6.1.2 AudioStreamFromWave

Outline of the node

This node reads speech waveform data from a WAVE file. The waveform data is read into a Matrix<float>  type indexed, multichannel audio waveform data with rows as channels and columns as samples.

Necessary file

Audio files in RIFF WAVE format. There are no limits for the number of channels and sampling frequency. For quantization bit rates, 16-bit or 24-bit signed integers linear PCM format are assumed.

Usage

When to use

This node is used when wishing to use WAVE files as input to the HARK system

Typical connection

Figures 6.5 and 6.6 show an usage example of the AudioStreamFromWave node. Figure 6.5 shows an example of AudioStreamFromWave  converting Matrix<float>  type multichannel waveforms read from a file into frequency domain with the MultiFFT  node.
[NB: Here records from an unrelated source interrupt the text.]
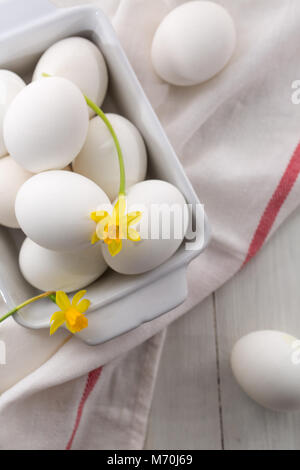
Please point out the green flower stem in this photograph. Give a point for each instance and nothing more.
(27, 302)
(104, 118)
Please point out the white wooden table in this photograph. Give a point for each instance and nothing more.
(197, 403)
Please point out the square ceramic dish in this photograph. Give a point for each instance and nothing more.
(119, 303)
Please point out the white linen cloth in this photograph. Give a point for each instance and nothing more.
(235, 136)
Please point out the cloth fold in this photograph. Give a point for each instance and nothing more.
(237, 137)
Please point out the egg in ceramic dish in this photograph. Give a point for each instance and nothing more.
(10, 85)
(80, 61)
(53, 209)
(162, 227)
(98, 159)
(266, 364)
(12, 177)
(193, 43)
(68, 271)
(46, 124)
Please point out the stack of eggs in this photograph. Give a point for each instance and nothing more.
(59, 164)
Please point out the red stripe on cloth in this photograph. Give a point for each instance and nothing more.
(90, 384)
(279, 196)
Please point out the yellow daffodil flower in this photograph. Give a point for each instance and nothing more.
(113, 228)
(70, 313)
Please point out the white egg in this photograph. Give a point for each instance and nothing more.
(10, 85)
(156, 200)
(46, 124)
(98, 159)
(12, 176)
(53, 209)
(193, 43)
(80, 61)
(266, 364)
(68, 271)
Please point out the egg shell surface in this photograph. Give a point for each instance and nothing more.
(68, 271)
(46, 124)
(10, 85)
(266, 364)
(139, 257)
(12, 177)
(53, 209)
(80, 61)
(193, 43)
(98, 159)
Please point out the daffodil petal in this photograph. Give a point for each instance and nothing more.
(97, 216)
(133, 218)
(57, 316)
(94, 238)
(83, 305)
(55, 325)
(115, 247)
(77, 297)
(133, 235)
(62, 300)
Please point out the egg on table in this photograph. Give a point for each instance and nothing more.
(193, 43)
(162, 227)
(98, 159)
(12, 177)
(10, 85)
(68, 271)
(46, 124)
(266, 364)
(53, 209)
(80, 61)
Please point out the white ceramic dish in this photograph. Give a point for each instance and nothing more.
(119, 303)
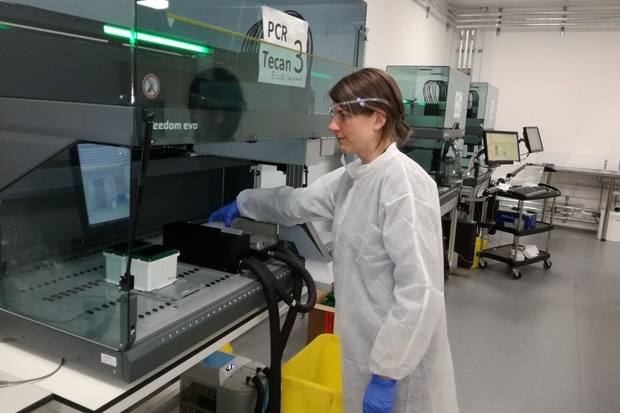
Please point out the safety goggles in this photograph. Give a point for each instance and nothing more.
(354, 106)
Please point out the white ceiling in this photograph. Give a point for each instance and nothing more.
(458, 4)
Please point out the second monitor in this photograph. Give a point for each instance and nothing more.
(531, 136)
(501, 147)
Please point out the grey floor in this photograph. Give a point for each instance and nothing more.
(548, 342)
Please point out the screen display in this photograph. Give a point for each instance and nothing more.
(106, 180)
(501, 147)
(532, 139)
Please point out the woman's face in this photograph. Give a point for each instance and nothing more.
(357, 134)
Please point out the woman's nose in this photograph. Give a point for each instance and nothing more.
(333, 125)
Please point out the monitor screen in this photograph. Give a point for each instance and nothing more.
(501, 147)
(106, 180)
(531, 135)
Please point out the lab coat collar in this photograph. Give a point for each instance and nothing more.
(357, 169)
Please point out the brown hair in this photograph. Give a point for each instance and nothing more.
(375, 83)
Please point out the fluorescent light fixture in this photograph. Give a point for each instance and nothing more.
(155, 39)
(154, 4)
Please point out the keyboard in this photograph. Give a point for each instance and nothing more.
(528, 191)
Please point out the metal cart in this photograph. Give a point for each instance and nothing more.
(508, 253)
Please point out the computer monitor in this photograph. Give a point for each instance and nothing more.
(106, 181)
(531, 135)
(501, 147)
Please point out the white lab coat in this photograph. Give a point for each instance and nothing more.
(388, 274)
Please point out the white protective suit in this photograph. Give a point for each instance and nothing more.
(388, 274)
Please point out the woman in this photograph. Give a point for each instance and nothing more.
(387, 253)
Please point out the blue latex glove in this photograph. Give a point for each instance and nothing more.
(226, 213)
(379, 396)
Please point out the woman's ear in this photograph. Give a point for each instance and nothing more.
(379, 120)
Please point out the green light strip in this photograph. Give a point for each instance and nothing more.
(150, 38)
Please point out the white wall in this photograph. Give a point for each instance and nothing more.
(568, 86)
(400, 34)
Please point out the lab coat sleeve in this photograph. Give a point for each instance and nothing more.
(412, 238)
(290, 206)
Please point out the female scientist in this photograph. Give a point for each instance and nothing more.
(387, 253)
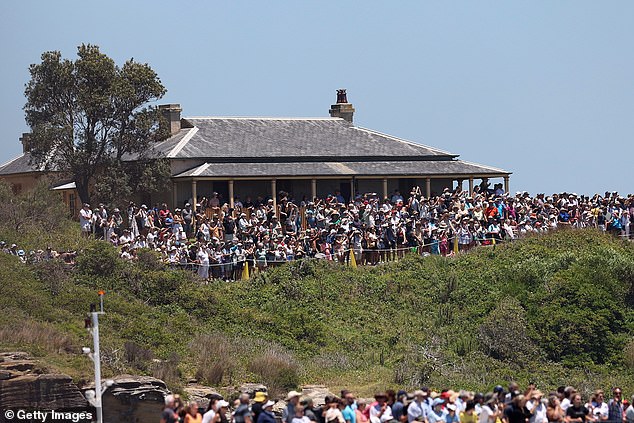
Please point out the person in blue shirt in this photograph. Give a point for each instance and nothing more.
(349, 414)
(398, 407)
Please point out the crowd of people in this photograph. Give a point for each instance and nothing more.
(565, 405)
(218, 241)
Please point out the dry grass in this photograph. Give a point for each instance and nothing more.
(42, 335)
(216, 358)
(277, 369)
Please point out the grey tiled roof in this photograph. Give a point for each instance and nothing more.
(20, 164)
(224, 138)
(343, 169)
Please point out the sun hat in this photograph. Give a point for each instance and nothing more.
(260, 396)
(292, 394)
(437, 401)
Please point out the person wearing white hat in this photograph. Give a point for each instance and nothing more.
(267, 416)
(221, 412)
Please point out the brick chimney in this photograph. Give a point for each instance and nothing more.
(172, 114)
(342, 108)
(26, 142)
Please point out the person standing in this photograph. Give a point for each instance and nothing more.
(169, 415)
(258, 405)
(85, 220)
(267, 416)
(615, 406)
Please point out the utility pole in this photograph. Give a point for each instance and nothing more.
(93, 327)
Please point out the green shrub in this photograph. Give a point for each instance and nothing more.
(99, 259)
(277, 370)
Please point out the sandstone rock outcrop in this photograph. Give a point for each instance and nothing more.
(133, 399)
(24, 385)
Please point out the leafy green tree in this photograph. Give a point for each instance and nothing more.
(87, 116)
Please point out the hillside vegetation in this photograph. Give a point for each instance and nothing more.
(555, 309)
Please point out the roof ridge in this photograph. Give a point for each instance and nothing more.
(487, 166)
(261, 118)
(403, 140)
(12, 160)
(178, 147)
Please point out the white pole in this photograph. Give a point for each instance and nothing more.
(97, 361)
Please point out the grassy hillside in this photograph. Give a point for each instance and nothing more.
(556, 309)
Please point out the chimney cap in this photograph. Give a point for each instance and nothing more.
(341, 96)
(171, 106)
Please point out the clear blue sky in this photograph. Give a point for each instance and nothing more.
(544, 89)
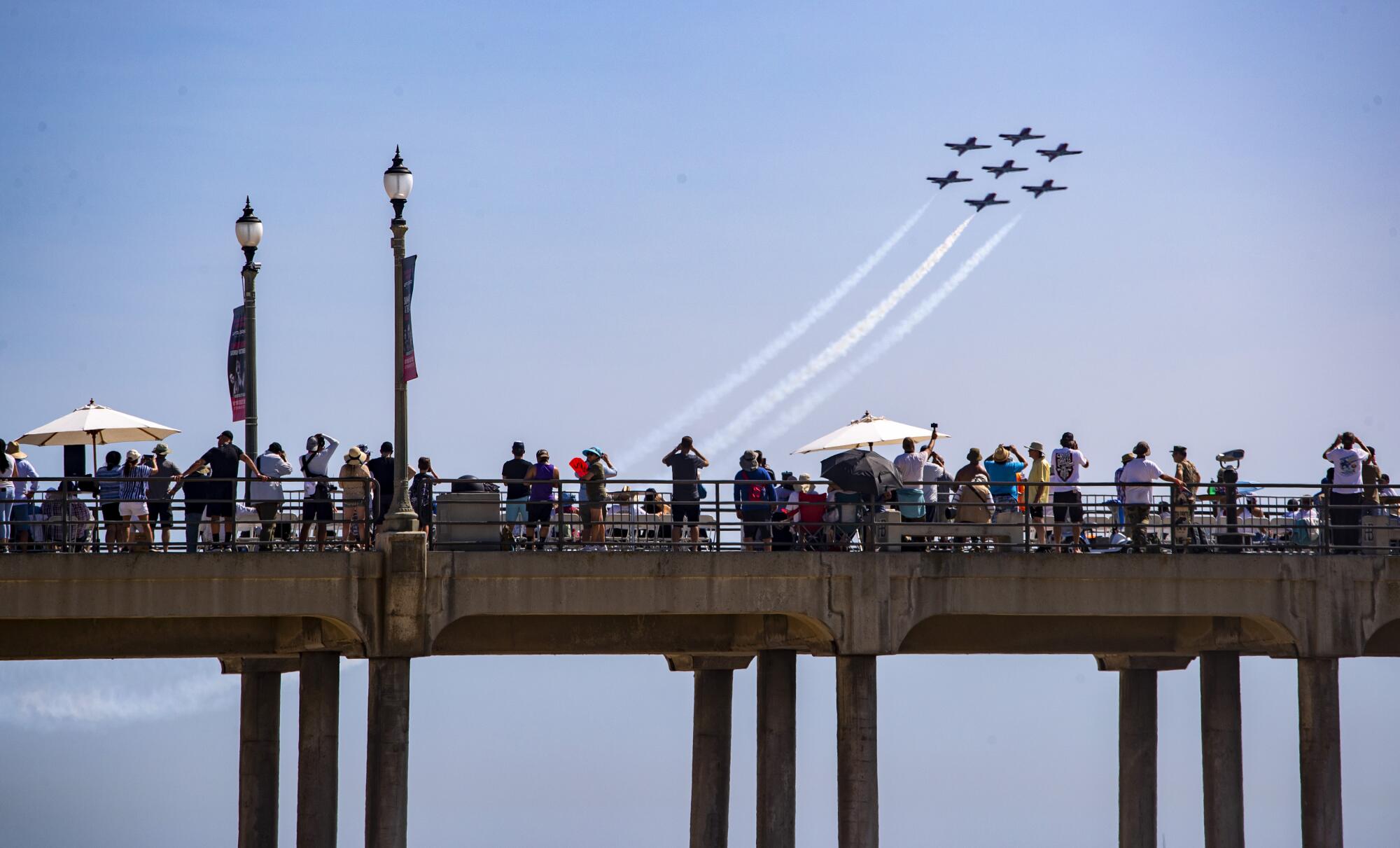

To read a file with AudioStreamFromWave , designate a filename in Constant  node (Normal node FlowDesigner) and generate a file descriptor in the InputStream  node as shown in Figure 6.6. Further, connect the output of the InputStream  node to the iterator subnetwork(LOAD_WAVE in Figure 6.6), which contains networks of various nodes of HARK such as AudioStreamFromWave .

\includegraphics[width=.8\textwidth ]{fig/modules/AudioStreamFromWave1}
Figure 6.5: Connection example of AudioStreamFromWave  1

\includegraphics[width=.8\textwidth ]{fig/modules/AudioStreamFromWave2}
Figure 6.6: Connection example of AudioStreamFromWave  2

Input-output and property of node

Table 6.3: Parameter list of AudioStreamFromWave 

Parameter name

Type

Default value

Unit

Description

LENGTH

int 

512

[pt]

Frame length as a fundamental unit for processing.

ADVANCE

int 

160

[pt]

Frame shift length.

USE_WAIT

bool 

false

 

Designate if processing is performed in real time

Input

INPUT

Stream  type. Receive inputs from the InputStream  node in IO category of FlowDesigner standard node.

Output

AUDIO

Matrix<float>  type. Indexed, multichannel audio waveform data with rows as channels and columns as samples. The number of columns is equal to the parameter LENGTH.

NOT_EOF

bool  type. Indicate if the file can still be read. Used as an ending flag for loop processing of files. When reaching the end of file, its outputs false and outputs true in other cases.

Parameter

LENGTH

int  type. The default value is 512. Designates the frame length, which is a base unit of processing, in terms of number of samples. The higher the value, the higher the frequency resolution, but the lower the temporal resolution. It is known that length corresponding to $20 \sim 40$ [ms] is appropriate for the analysis of audio waveforms. The default value of 32 [ms] corresponds to the sampling frequency 16,000 [Hz].

ADVANCE

int  type. The default value is 160. Designates the frame shift length in samples. The default value of 10 [ms] corresponds to the sampling frequency 16,000 [Hz].

USE_WAIT

bool  type. The default value is false. Usually, acoustic processing of the HARK system proceeds faster than real time. This option can be used to add "wait time" to the processing. When wishing to process for input files in real time, set to true. However, it is not effective when the processing speed is lower than that of real time.

Details of the node

Applicable file format RIFF WAVE files can be read. The number of channels and quantization bit rate are read from headers of files. The format IDs that indicate sampling frequency and quantization method are ignored. The number of channels and sampling frequency correspond to arbitrary formats. When sampling frequency is required for processing, they should be set as parameters required by nodes (e.g. GHDSS , MelFilterBank ). The linear PCM by 16- or 24-bit signed integers are assumed for the quantization method and bit counts.

Rough indication of parameters When the goal of processing is speech analysis (speech recognition), about $20 \sim 40$ [ms] would be appropriate for LENGTH and $1/3 \sim 1/2$ of LENGTH would be appropriate for ADVANCE. In the case that sampling frequency is 16000 [Hz], the default values of LENGTH and ADVANCE are 32 and 10 [ms], respectively.